Con queste premesse, lo studio clinico randomizzato e controllato, che confronta un gruppo sottoposto al nuovo trattamento con un gruppo di controllo ed è considerato oggi il migliore disegno sperimentale per arrivare all’approvazione di una nuova terapia, è molto difficile da realizzare nel caso di una malattia rara. In effetti i dati suggeriscono che è più probabile che uno studio su una malattia rara sia a singolo braccio, cioè senza confronto (63% contro il 29,6% per le malattie non-rare), e non randomizzato, cioè senza che i pazienti vengano distribuiti casualmente tra i vari trattamenti disponibili (64,5% vs. 36,1% for per le malattie non-rare)6.

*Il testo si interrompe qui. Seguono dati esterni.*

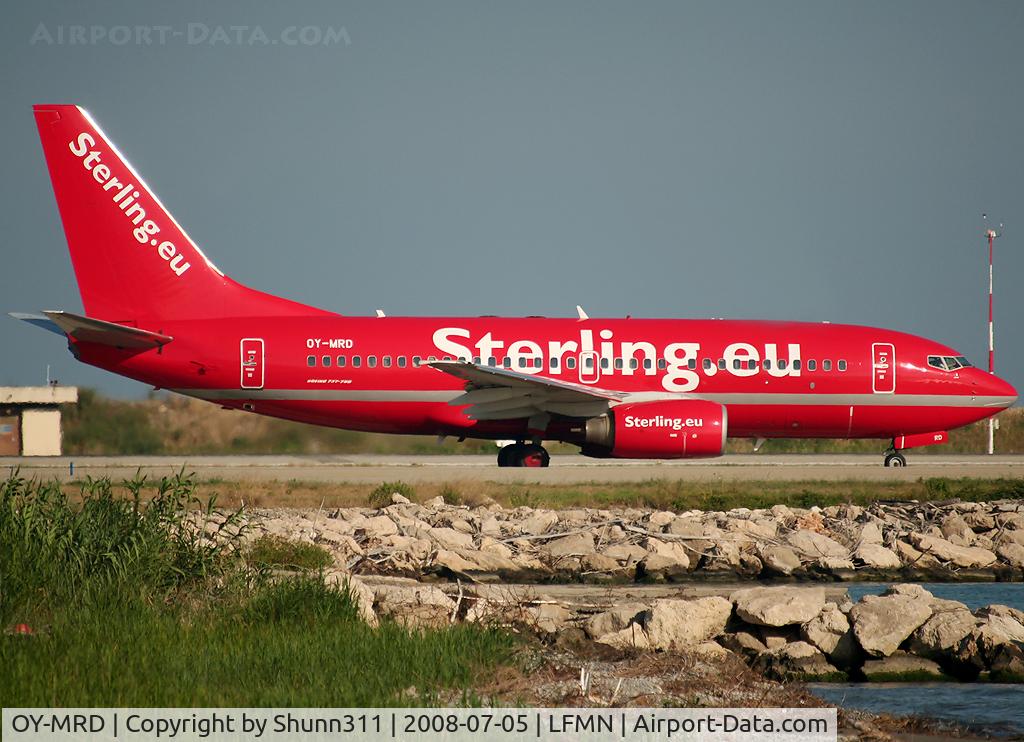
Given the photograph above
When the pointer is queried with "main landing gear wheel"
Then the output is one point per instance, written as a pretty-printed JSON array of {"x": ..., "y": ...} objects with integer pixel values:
[
  {"x": 895, "y": 459},
  {"x": 522, "y": 454}
]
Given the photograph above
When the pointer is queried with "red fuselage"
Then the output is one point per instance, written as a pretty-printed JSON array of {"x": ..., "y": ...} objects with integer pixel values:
[{"x": 775, "y": 379}]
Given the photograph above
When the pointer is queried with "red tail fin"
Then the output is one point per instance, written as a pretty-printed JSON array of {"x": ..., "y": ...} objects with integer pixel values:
[{"x": 132, "y": 260}]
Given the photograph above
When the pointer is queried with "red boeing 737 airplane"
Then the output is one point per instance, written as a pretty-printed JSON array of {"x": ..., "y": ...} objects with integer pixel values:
[{"x": 159, "y": 311}]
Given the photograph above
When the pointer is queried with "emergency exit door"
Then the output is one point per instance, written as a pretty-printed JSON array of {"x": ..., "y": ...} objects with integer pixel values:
[
  {"x": 883, "y": 367},
  {"x": 252, "y": 362}
]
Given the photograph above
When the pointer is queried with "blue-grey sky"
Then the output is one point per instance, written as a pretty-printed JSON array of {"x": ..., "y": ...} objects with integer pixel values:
[{"x": 778, "y": 160}]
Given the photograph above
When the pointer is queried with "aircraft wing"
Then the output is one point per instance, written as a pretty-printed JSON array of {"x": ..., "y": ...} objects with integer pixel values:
[
  {"x": 89, "y": 330},
  {"x": 503, "y": 394}
]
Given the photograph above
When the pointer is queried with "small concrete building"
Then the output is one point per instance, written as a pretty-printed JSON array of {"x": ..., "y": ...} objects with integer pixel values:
[{"x": 30, "y": 420}]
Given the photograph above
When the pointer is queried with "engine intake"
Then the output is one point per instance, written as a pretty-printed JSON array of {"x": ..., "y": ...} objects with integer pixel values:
[{"x": 672, "y": 429}]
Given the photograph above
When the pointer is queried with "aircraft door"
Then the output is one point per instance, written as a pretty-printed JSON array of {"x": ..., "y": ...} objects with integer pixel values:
[
  {"x": 883, "y": 367},
  {"x": 252, "y": 357},
  {"x": 590, "y": 368}
]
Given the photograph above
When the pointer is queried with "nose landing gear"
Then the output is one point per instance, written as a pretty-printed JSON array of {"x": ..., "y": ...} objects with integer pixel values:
[
  {"x": 895, "y": 459},
  {"x": 523, "y": 454}
]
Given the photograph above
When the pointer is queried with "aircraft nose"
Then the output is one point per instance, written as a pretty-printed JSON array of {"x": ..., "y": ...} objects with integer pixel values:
[{"x": 999, "y": 392}]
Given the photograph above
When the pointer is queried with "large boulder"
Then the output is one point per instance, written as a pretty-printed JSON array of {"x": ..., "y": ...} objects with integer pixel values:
[
  {"x": 882, "y": 623},
  {"x": 830, "y": 633},
  {"x": 415, "y": 606},
  {"x": 779, "y": 559},
  {"x": 377, "y": 527},
  {"x": 450, "y": 538},
  {"x": 540, "y": 522},
  {"x": 577, "y": 544},
  {"x": 1012, "y": 554},
  {"x": 796, "y": 660},
  {"x": 965, "y": 557},
  {"x": 778, "y": 606},
  {"x": 956, "y": 531},
  {"x": 814, "y": 544},
  {"x": 1000, "y": 623},
  {"x": 902, "y": 666},
  {"x": 683, "y": 623},
  {"x": 631, "y": 637},
  {"x": 613, "y": 620},
  {"x": 742, "y": 643},
  {"x": 942, "y": 633},
  {"x": 877, "y": 557},
  {"x": 626, "y": 554}
]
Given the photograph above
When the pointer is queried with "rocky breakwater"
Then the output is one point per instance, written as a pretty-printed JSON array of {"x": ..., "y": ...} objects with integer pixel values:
[
  {"x": 785, "y": 633},
  {"x": 883, "y": 542},
  {"x": 794, "y": 631}
]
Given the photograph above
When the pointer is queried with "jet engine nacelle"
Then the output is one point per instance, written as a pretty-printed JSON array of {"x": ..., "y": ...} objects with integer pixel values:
[{"x": 671, "y": 429}]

Ultimi, ma non certo meno importanti, i problemi legati alla convenienza economica della ricerca e dello sviluppo di terapie per una malattia rara, e i dubbi sulla qualità e l’affidabilità di dati ottenuti in condizioni “non ideali” o su numeri di pazienti molto ridotti6,7.

Dati, collaborazione e investimenti

È giunto il momento di una cooperazione globale e di una collaborazione tra i principali attori coinvolti nella ricerca sulle malattie rare. Lo dicono gli esperti IRDiRC, convinti che questa sia la via per tradurre in pratica ciò che i dati scientifici stanno dimostrando, ovvero che è possibile diagnosticare queste patologie rare e trovare terapie efficaci4. Da parte loro, le maggiori istituzioni mondiali sembrano mostrare un’attenzione crescente al problema delle malattie rare con iniziative volte a sostenere la ricerca in questo settore.

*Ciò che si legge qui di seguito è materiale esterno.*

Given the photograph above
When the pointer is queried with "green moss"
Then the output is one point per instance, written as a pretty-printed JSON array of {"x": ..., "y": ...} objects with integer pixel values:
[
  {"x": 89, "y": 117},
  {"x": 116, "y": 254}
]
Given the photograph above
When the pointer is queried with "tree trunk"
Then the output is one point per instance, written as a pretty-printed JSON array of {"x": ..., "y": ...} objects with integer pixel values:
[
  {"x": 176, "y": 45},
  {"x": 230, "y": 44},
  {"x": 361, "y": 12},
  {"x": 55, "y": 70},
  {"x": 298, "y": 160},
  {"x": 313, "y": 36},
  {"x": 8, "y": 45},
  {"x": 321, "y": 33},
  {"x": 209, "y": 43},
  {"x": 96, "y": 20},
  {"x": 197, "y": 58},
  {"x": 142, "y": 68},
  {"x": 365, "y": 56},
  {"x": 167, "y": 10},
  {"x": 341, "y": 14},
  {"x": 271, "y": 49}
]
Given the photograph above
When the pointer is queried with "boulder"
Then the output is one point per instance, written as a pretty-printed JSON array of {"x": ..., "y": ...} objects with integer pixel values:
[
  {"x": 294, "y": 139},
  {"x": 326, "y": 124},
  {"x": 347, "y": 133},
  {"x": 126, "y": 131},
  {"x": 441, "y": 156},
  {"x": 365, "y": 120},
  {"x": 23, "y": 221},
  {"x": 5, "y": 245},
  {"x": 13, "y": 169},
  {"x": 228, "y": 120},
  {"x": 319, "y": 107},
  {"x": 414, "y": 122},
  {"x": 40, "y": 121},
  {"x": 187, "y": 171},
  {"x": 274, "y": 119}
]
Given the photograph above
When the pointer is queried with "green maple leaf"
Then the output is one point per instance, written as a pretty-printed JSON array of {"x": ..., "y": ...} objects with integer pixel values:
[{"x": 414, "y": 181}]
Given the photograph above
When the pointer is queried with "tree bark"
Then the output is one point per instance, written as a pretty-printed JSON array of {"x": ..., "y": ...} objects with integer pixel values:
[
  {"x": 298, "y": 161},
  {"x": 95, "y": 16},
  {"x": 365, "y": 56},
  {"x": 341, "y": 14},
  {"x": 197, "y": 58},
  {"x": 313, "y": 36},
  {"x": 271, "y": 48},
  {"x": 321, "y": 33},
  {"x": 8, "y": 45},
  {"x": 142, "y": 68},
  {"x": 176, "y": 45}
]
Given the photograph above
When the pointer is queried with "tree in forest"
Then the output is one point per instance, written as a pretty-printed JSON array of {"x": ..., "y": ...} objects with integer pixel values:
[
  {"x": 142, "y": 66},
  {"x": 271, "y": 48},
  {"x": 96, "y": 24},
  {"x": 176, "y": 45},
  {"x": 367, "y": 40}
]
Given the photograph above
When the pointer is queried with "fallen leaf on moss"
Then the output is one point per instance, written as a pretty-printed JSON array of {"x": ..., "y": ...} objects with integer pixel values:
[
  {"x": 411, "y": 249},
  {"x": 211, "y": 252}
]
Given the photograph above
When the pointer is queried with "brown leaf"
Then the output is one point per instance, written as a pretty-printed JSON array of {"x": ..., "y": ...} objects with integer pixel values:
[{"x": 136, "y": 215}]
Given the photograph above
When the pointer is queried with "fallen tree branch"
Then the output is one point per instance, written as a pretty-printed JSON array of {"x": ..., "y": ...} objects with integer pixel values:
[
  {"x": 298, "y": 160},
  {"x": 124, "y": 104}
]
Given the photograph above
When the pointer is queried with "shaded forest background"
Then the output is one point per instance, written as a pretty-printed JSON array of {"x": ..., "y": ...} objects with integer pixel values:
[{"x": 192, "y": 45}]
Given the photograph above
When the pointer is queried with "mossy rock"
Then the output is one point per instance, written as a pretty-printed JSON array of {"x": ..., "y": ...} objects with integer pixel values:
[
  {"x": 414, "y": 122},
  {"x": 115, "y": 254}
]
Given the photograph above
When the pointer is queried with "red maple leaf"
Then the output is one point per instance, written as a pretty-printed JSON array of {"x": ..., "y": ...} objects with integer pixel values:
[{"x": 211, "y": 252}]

Nel 1983 gli Stati Uniti hanno pubblicato il US Orphan Drug Act, mentre nel 1985 il Giappone definisce la propria politica pubblica sui farmaci “orfani”, destinati cioè alle malattie rare6.

L’Unione Europea ha definito solo nel 2000 il proprio regolamento su tali farmaci, ma gli investimenti negli ultimi 20 anni non sono mancati né in termini economici né politici e organizzativi6. Attraverso i programmi FP7 e Horizon 2020 sono stati messi a disposizione oltre 1,4 miliardi di Euro per finanziare oltre 200 progetti di collaborazione per innovazione e ricerca nell’area delle malattie rare2. Nel gennaio 2019 è stato inoltre lanciato il programma European Joint Programme on Rare Diseases (EJP RD) che si propone di “creare un circolo virtuoso tra ricerca, cura e innovazione medica” riunendo risorse a livello nazionale ed Europeo, per ottenere livelli di collaborazione mai raggiunti in precedenza.

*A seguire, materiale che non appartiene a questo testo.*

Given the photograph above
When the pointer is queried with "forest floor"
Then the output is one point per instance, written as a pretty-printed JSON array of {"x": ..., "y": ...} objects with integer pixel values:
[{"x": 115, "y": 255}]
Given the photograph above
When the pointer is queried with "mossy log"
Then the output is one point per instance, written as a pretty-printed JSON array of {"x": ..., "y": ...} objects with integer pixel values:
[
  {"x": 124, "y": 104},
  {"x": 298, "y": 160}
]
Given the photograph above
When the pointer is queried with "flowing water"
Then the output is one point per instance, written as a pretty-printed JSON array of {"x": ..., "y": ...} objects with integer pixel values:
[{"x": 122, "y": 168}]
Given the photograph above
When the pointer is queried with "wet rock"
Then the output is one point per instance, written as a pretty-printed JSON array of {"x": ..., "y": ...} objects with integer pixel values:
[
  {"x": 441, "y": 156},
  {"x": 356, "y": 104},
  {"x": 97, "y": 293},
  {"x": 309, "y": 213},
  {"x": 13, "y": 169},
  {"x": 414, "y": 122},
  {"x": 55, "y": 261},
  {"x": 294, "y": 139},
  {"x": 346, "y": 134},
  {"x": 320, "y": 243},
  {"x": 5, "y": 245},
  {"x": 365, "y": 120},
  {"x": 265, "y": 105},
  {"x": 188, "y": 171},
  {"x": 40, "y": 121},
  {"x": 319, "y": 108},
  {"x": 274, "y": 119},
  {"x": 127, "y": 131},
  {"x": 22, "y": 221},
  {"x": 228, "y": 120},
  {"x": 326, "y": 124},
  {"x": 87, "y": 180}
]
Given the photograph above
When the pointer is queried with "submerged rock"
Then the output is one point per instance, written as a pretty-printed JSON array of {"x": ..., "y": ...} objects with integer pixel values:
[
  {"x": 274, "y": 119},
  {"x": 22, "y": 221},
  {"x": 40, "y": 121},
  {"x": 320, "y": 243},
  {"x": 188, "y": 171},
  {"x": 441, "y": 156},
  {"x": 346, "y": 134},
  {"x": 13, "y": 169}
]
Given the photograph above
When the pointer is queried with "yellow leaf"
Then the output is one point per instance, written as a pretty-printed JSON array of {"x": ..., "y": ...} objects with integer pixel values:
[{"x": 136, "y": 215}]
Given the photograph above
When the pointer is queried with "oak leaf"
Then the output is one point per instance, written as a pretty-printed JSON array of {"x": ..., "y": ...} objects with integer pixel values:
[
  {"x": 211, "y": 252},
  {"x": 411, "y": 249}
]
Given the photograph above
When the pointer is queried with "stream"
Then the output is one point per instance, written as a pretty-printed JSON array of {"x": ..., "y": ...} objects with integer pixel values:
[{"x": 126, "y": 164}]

Collaborazione è quindi una delle parole chiave del futuro della ricerca nel campo delle malattie rare, e si verifica anche attraverso la creazione di reti per scambiarsi dati, opinioni ed esperienze. Un esempio su tutti le reti virtuali European Reference Networks (ERN) che hanno visto la luce nel 2017.

Bibliografia

1. Rare Diseases at FDA. https://www.fda.gov/patients/rare-diseases-fda

2. EU research on rare diseases. https://ec.europa.eu/info/research-and-innovation/research-area/health-research-and-innovation/rare-diseases_en

3. Rare diseases: a major unmet medical need (2018). https://op.europa.eu/en/publication-detail/-/publication/fe964792-cb6f-11e8-9424-01aa75ed71a1

4. Austin CP, et al. Clin Transl Sci (2018);11:21-27. 5. Rare diseases: a major unmet medical need (2017). https://ec.europa.eu/info/files/rare-diseases-major-unmet-medical-need-infographic_en

6. IRDiRC. Small Population Clinical Trials: Challenges in the Field of Rare Diseases (2016). https://www.irdirc.org/wp-content/uploads/2017/12/SPCT_Report.pdf

7. Pearson I, et al. Value in Health (2018); 21:515-524.